Hacker News new | ask | show | jobs
by WJW 2048 days ago
> If you're at the size where slow CI negatively affects your projects, then you're big enough to own your own CI (at least the build agents).

I think you vastly underestimate how much stuff people want to fit into CI and how quickly it turns into a big blob. I work as a freelancer helping not-quite-startups-anymore with things like CI speedup and tuning the database queries emitted by their ORM. You know, things where it's easy to build up technical debt.

It's not uncommon for a team of 3-4 to build so many tests and add so many linters and whatnot that CI takes more than an hour. Often, some basic love can bring it down to ~5 minutes but many teams are so focused on building new features that they will not take time to sharpen their tools.

1 comments

Would you be willing to share some easy improvements that could be made? How can a large amount of tests run so much faster?
It usually comes down to parallelisation; you want to do a much work simultaneously as you can. Saving CI resources _can_ be reasonable if CI resources are very scarce relative to dev time, as in some open source projects. However if you are paying your devs then the extra few hundred bucks a month for beefier CI is often worth the increase in productivity. A couple of different ways:

- Oftentimes the staging of the CI build can be improved. Devs often set up CI so that linters must pass _before_ actual tests are run. Run them in parallel instead and fail the whole run if the linters don't pass. This is even more important if there are multiple linters (perhaps for different sections of the codebase) and they all get applied serially before any of the tests start.

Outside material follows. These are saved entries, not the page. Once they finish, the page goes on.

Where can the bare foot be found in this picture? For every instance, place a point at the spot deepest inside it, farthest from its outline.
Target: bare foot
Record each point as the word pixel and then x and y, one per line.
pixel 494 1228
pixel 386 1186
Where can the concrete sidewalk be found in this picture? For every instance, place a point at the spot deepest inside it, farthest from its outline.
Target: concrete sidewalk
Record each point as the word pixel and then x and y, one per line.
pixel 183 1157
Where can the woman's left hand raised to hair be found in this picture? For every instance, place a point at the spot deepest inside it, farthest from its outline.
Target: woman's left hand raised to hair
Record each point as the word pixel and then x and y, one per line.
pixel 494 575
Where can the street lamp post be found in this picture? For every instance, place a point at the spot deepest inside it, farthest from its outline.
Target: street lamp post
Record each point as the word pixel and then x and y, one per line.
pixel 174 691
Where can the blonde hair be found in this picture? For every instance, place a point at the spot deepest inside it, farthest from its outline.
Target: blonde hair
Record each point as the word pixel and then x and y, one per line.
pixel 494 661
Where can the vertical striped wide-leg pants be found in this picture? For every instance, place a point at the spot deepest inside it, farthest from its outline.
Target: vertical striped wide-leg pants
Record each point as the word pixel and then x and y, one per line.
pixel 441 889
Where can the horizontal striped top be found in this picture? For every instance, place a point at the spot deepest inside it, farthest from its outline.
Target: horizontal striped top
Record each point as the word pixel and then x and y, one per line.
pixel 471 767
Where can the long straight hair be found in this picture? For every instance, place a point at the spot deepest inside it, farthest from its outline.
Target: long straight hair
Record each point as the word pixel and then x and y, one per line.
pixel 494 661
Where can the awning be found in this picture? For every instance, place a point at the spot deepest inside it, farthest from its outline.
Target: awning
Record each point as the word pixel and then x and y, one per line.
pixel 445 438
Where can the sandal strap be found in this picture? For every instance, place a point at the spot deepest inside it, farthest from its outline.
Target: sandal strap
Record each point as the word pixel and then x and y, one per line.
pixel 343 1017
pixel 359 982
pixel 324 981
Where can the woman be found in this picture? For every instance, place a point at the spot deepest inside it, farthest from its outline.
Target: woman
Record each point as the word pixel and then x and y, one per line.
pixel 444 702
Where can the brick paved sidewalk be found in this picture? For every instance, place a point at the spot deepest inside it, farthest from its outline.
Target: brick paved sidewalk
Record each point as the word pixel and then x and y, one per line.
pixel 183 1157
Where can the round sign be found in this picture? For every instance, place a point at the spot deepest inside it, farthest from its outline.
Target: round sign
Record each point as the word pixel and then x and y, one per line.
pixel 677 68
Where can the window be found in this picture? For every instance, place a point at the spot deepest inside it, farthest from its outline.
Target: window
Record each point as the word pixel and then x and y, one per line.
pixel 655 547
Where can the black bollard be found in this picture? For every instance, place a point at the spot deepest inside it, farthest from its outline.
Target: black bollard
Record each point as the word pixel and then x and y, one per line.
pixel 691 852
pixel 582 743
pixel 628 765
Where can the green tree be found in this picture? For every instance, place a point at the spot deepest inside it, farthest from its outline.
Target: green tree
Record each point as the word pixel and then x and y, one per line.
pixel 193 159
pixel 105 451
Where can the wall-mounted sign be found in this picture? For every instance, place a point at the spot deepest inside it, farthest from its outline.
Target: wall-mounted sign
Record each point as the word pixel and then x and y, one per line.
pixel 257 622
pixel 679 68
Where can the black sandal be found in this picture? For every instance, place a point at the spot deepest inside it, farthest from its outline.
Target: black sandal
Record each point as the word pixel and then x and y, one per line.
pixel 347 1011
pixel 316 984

- Obviously, split up your tests as well so they can run in parallel. If you have a project containing both JS and backend tests, don't wait for one to start on the other. Many "bigger" languages also have something akin to parallel_tests (https://github.com/grosser/parallel_tests) that let you quickly set up multiple databases to separate transactions etc. It also provides tooling to remember the output of previous runs and uses that to equalize the parallel tracks of subsequent runs as much as possible.

- Cache as much as possible. This is a wider topic, but dependencies, docker layers and static assets can all be cached and correctly using this alone can hugely cut CI time. You don't want to know how many projects I've seen that don't have this set up correctly (or at all).

- Longer running projects can have hundreds of database migrations and applying them all to an empty database can take minutes. Big frameworks like Rails can dump the schema for you in a way that you can load in a second instead. Have a separate job that runs in parallel and applies all the migrations then verifies the output against the schema, all the other jobs load in the schema and use that.